The solution to the asymmetries is extending or backwards bending more, achieving end range of motion extending and monitoring the amount of forward bending versus back bending through activity modification and posture awareness.  The goal I tell my patients is to try and lower the ratio of forward bending to back ward bending to 5:1 (versus 35:1).  This loading ratio should create better spinal biomechanics thus creating less pain.

The Oakford Group has been established with an objective to promote a healthy spine through education and innovative therapy products.  The Invertabelt was created to promote proper spinal loading strategies to improve spinal biomechanics, reduce asymmetries and promote proper spine health.

 

 

Centralization Phenomenon vs peripheralization Phenomenon


Centralization versus peripheralization of symptoms, is a concept or idea that has been used in physical therapy and rehab settings for years.  If you have been to a rehab specialist you may have heard these terms discussed before.  But what do these terms mean?

Centralization and peripheralization is a theory on pain manifestation or a pain pattern originating from the spine.  In general, when loading strategies become compromised for varies reasons, structures of the spine may become aggravated or irritated.  As the stress continues the pain may be experienced in the low back.  If the structures stay irritated and stress on the tissue increases the pain may become diffuse or larger in diameter.  Symptoms may even move into the buttocks or lower leg.  This is called peripheralization of symptoms.

Peripheralization of symptoms does not indicate that significant structural or tissue damage has occurred, rather the tissue is undergoing too much repetitive stress.  Peripheralization is the first line of defense to let our body know that a change in activity or pattern of movement is needed.  Many times, identifying contributing movement patterns that lead to deficiencies in spinal loading strategies can be affective in pain reduction.  Creating variability in the loading strategies can lead to centralization of symptoms. 

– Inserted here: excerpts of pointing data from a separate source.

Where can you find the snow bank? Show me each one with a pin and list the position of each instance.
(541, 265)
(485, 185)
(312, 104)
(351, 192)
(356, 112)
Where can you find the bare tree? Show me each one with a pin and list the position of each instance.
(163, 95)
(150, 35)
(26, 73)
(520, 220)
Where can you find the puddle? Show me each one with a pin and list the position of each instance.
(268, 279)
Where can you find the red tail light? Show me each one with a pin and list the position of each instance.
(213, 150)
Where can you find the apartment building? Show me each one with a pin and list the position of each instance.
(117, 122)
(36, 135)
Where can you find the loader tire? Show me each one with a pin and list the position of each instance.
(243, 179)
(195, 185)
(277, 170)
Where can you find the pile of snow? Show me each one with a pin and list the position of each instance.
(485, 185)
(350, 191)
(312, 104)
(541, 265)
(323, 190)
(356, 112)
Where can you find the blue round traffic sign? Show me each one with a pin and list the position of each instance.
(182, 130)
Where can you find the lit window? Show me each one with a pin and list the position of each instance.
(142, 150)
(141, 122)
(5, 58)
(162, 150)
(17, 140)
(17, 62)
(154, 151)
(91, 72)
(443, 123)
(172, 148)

Centralization of symptoms occurs only after symptoms have begun to peripheralized.  Centralization of symptoms is the phenomenon that occurs when the spinal tissue begins to experience less stress or strain.  When tissue stress reduces, symptoms begin to “centralize” toward the low back.  Leg pain will move to the buttocks, buttocks pain to the back and diffused pain in the back will move to the center of the spine.  Centralization indicates a good prognosis!

Unfortunately, as symptoms centralize toward the low back, many times the pain intensity can slightly increase.  This can be very misleading for patients and even medical professionals.  Human nature tells us to avoid increasing pain on one’s body, so naturally patients may gravitate away from positions or activities that cause centralization as they may increase pain levels.  Remember Centralization of symptoms must occur for proper tissue stress reduction to occur, if we avoid centralization we may never began to improve spinal loading deficiencies, and thus eliminate the problem. 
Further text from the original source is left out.